2 Mit dem angefochtenen Erkenntnis wies das Landesverwaltungsgericht Steiermark (LVwG) die dagegen erhobene Beschwerde des Revisionswerbers dem Grunde nach ab (Spruchpunkt I.). Hinsichtlich des Strafausmaßes gab das LVwG der Beschwerde dahingehend Folge, als die Geldstrafen mit jeweils EUR 3.000,-- (und ebenfalls die Ersatzfreiheitsstrafen) neu festgesetzt wurden (Spruchpunkt II.). Weiters erklärte das LVwG die Revision für nicht zulässig (Spruchpunkt III.).
3 Begründend führte das LVwG im Wesentlichen aus, der Revisionswerber sei Geschäftsführer der von ihm vertretenen Gesellschaft. Diese sei Inhaberin der im Lokal vorgefundenen Glücksspielgeräte und Veranstalterin iSd § 52 Abs. 1 Z 1 GSpG.

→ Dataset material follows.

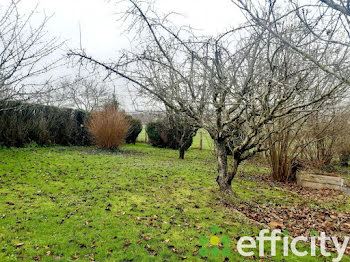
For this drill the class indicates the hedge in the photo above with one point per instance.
(22, 123)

4 Gegen dieses Erkenntnis richtet sich die vorliegende außerordentliche Revision, in der inhaltliche Rechtswidrigkeit und Rechtswidrigkeit infolge Verletzung von Verfahrensvorschriften geltend gemacht werden. Die belangte Behörde erstattete eine Revisionsbeantwortung mit einem Antrag auf Kostenersatz.
Der Verwaltungsgerichtshof hat erwogen:
5 Nach Art. 133 Abs. 4 B-VG ist gegen ein Erkenntnis des Verwaltungsgerichtes die Revision zulässig, wenn sie von der Lösung einer Rechtsfrage abhängt, der grundsätzliche Bedeutung zukommt, insbesondere weil das Erkenntnis von der Rechtsprechung des Verwaltungsgerichtshofes abweicht, eine solche Rechtsprechung fehlt oder die zu lösende Rechtsfrage in der bisherigen Rechtsprechung des Verwaltungsgerichtshofes nicht einheitlich beantwortet wird.
6 Revisionen, die sich wegen Nichtvorliegens der Voraussetzungen des Art. 133 Abs. 4 B-VG nicht zur Behandlung eignen, sind gemäß § 34 Abs. 1 VwGG ohne weiteres Verfahren in nichtöffentlicher Sitzung mit Beschluss zurückzuweisen. Ein solcher Beschluss ist nach § 34 Abs. 3 VwGG in jeder Lage des Verfahrens zu fassen.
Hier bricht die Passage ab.